As the two bags I was carrying fell to the ground, tears also came down my cheeks. In torrents!
My husband, Justin Getutu, was unable to understand why I was crying so much. He didn’t put much effort in calming me down. He seemed to wait for me to stop crying.
I was unable to tell him that for the past 6 months, I had been having an affair with another man. As if that was not enough, the same man, Joe, had impregnated me. Unknown to him, he was looking at his wife-cum-adulteress.
As he stood in front of me, I found myself looking at him keenly. He had this blue cloaks on that he must have worn for a very long time. He must have just come from the shamba for he had not washed off the soil from his feet. He rarely shaved nor did his hair grow quickly. Nonetheless, he had huge amounts of soft and thin beards on his face; not to the size or lazy design of prophet Awour’s. No. His were always brushed in a way that made him look like those stylish Muslim clerics.
He had graduated with a Bachelor’s degree in Education- English/Literature but had insisted on farming instead of “wasting” time earning peanuts in an 8am-5pm job [no offence to teachers]. He had 7 greenhouses at home for vegetables and huge tracts of land at Trans Mara where he seasonally planted maize and beans.
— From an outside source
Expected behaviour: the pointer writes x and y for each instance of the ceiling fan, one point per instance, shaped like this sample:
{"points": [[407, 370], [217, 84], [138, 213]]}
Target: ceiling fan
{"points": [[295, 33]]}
I know he looked poor, emaciated and always dirty, but he had chosen a vocation that gave him millions in a year. How many millions do teachers get in a year with or without any loan? [again, no offence to teachers].
My husband never minded that I wanted to advance my education to Masters; he paid the fees and continued to do so even when I got a highly paying job with an NGO whose name I won’t mention for obvious reasons. Initially, I would travel home every Friday to spend time with the family but, when the job came, I could only manage to go home for a weekend. It is as if I had relocated to Nairobi.
By then, our first born was 8 years old. We also had twins who were 5 years old. He was going to single-handedly take care of the children and at the same time find a living for us plus the expensive school fees I was pouring at Kenyatta University. He never complained.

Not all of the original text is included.